That evening, Alanna had been out. She was talking to the mother of the man who Adam had killed. They hadn't been close, the woman said on the news, but it seemed the right thing to do. Alanna didn't know very many people on Earth, so turning the evening into work at least filled up the time. They sat in the tan kitchen, mugs of coffee before them and Alanna had asked about the woman's son. She'd learned how he had felt injustice very keenly, that he had liked wintertime best, that the dog he'd loved as a child had been called Spock. Once they had finished talking, she went out into the twilight and looked up at the stars. Her star was up there. Overhead, Diana tripped a Pykkt commander and shouted at another one to lower the blaster aimed at her back: she'd been at the door to the small suite where Aleea had been kept. The fire from the blaster raked the door and disabled the access panel, so Diana had punched it open and gathered Aleea up in her arms. The jetpack had been heavy on Alanna's back, and she'd wondered if she was always going to feel this grief.

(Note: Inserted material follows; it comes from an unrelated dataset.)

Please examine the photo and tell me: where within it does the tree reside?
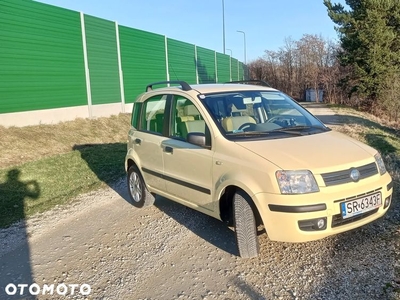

Half a month later, Alanna was interviewed for the evening shows. "'His claims are true except for the details,'" she recites, from an op-ed, "well, Jen, what an extraordinary way for claims to be." The fake eyelashes had been bothering her all day but openly weeping on television news because her family wasn't dead would be hard to find relatable. Coming from ninety three trillion miles away, Alanna needed to appear relatable. She blinked and kept her hands on her knees. "It's a miracle to have our daughter returned to us. She's a little dehydrated, but she's doing really well. On Rann, we don't usually –" Alanna had taken a breath, the pause before a lie or a revelation looking similar, "we don't like to talk about our private ethical systems, so this is a little difficult for me. I am overwhelmingly thankful toward Miss Prince for her heroic actions. My husband's book, I hope, doesn't appear less noble for the truth that our daughter was wonderfully returned to us when we thought that she was –"

"The report's not very useful," Michael tells Jordan. He would rather have spoken with Diana. Jordan has a way of assuming responsibility for everything within range while claiming that he's doing nothing of the sort, not entirely dissimilar from Alan, a modern Cavaradossi, and this is really more a discussion he would prefer to have with someone who has some actual capacity for leadership. For restraint. No one gets into superheroing because they like easy problems with uncomplicated solutions, though, so he muscles through it like a man. "I read their archives. They were fighting a brutal, stupid war. He thought there was a solution, what he'd done his second day out there, in a gamble against a group calling themselves the Eternals. The Rannians had a city called Samakand, hidden in a pocket dimension. Adam had been there, to beg for a breakthrough, something that would preserve the planet from the Eternals. I guess that's where he got the idea."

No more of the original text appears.